Non rimane che fare ammenda. Non c' eravamo accorti di avere a Palazzo Chigi un protagonista dei consessi internazionali, ammirato e inseguito dai leader della terra. Come sul fronte interno, d' altronde. I 5 stelle sono ormai ai suoi piedi. Parla spesso con Beppe Grillo? «Rarissimamente. Recentemente abbiamo discusso un paio di volte dell' Ilva. Lui è molto interessato alle transazioni energetiche e alle nuove tecnologie. Ha sempre idee innovative. È davvero stimolante scambiarsi idee sulla società del futuro. Mi piace. Senza offendere nessuno: è quello nel Movimento che ha la visione più strategica». [] Ben più assidui sono invece i rapporti con Luigi Di Maio, ma qualcosa s' è rotto. «No, assolutamente.» Si sono invertiti i ruoli: prima era lui che guidava, ora è Conte. Prima era lei in ombra, adesso è il contrario.
«Sono ruoli completamente diversi. Io sono molto attento a non interferire nelle vicende interne del Movimento. Che poi possa fare d' ispirazione è un altro conto.
» Il passaggio dunque è compiuto: da burattino a burattinaio. «No, burattinaio no. Non mi riconosco. Che burattinaio? In modo opaco, intendete? Mai. Non sarei più credibile come presidente del Consiglio. È ovvio che, in un momento di transizione per il Movimento, colga grande simpatia e fiducia da parte di buona parte dei parlamentari dei 5 stelle. E lo si vede anche A Napoli la gente con me è stata calorosissima. Questo mi fa piacere. E credo pure sia nell' interesse di tutti che guardino a me con simpatia e fiducia.
Però, attenzione: sarebbe assolutamente deleteria una mia azione intrusiva. Non funzionerebbe. Dopo qualche settimana, i nodi verrebbero al pettine. Significherebbe deviare il ruolo del presidente del Consiglio.
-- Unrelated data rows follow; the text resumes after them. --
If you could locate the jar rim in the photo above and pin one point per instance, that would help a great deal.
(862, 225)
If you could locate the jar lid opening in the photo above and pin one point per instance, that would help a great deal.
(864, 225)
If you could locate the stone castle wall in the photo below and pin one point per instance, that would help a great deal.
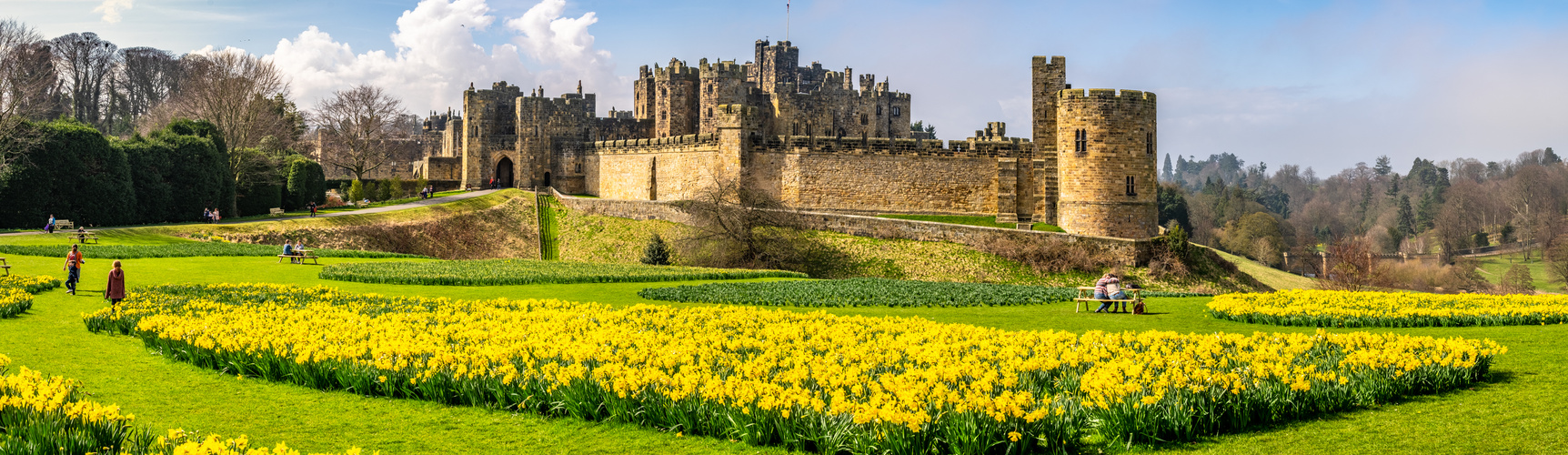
(1109, 187)
(1124, 250)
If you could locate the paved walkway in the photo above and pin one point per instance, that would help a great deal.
(431, 201)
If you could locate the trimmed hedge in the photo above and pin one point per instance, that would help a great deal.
(870, 292)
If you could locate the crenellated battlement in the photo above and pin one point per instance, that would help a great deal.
(676, 69)
(721, 69)
(1106, 93)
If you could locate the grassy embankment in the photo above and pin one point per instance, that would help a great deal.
(1494, 267)
(1520, 411)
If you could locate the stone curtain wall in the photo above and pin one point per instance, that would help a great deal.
(651, 170)
(1123, 250)
(1093, 184)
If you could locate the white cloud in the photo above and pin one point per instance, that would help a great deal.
(112, 8)
(437, 56)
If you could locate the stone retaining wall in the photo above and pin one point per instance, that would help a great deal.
(1128, 251)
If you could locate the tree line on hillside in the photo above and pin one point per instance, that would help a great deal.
(1433, 207)
(134, 93)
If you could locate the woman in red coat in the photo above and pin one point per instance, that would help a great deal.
(116, 286)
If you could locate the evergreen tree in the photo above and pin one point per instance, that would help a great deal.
(658, 251)
(1407, 218)
(1427, 210)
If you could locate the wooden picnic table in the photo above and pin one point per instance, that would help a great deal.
(1087, 294)
(300, 256)
(84, 236)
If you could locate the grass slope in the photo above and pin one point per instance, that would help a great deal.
(1520, 413)
(987, 221)
(1494, 267)
(1267, 275)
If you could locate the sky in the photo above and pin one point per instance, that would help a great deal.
(1312, 84)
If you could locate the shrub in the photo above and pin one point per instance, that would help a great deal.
(357, 192)
(658, 251)
(1518, 279)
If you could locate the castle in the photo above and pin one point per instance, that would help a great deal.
(816, 142)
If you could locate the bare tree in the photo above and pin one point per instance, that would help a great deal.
(363, 129)
(244, 96)
(85, 62)
(22, 88)
(147, 77)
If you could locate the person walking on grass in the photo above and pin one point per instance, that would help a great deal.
(1108, 288)
(116, 288)
(73, 268)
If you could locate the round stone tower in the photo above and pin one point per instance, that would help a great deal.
(1106, 167)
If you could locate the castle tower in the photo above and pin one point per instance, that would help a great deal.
(675, 99)
(1106, 162)
(775, 65)
(723, 82)
(643, 95)
(1050, 77)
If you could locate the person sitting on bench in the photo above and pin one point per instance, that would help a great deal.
(1108, 288)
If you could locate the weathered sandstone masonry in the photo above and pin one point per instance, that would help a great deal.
(1123, 250)
(816, 140)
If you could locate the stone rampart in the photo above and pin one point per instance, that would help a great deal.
(1131, 251)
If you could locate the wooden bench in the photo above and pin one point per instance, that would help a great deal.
(84, 238)
(1087, 294)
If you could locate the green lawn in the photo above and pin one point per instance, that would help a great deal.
(1522, 411)
(987, 221)
(1494, 267)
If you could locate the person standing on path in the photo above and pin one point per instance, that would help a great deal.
(73, 268)
(116, 288)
Entrare a piè pari nelle vicende di una forza politica. E poi, perché? Perché Di Maio ha qualche difficoltà come leader? Peggio. Paradossalmente, potrei interloquire con il Movimento se non ci fossero questi retroscena. Ora, a maggior ragione, mi devo astenere». Casalino è più esplicito: «Diciamocela in maniera nuda e cruda. Un gruppo parlamentare, che vuole colpire Luigi, cerca un altro al suo posto. Insomma, capisco che qualcun altro voglia mettere lui. Questo però non significa né che sia disponibile, né che si stia muovendo in tal senso».
Nessuno dei due lo ammetterà mai. Conte, una volta smessa la casacca giallorossa, potrebbe indossare quella ocra del Movimento. Per adesso è costretto a fare il padre nobile. Ma la sua appartenenza politica sembra ormai chiara. A meno che il fato non gli riservi l' ennesima, sbalorditiva, sorpresa: il Quirinale.
«Vedremo» commenta Casalino alzando gli occhi al cielo. «Ma mi volete già imbalsamare?» ci domanda []. Conte ci accompagna fino all' ascensore. I saluti finali confermano la sua riconosciuta cordialità. Vigorose strette di mano. Il camaleonte sogghigna. Volta le spalle e sparisce tra gli stucchi di Palazzo Chigi.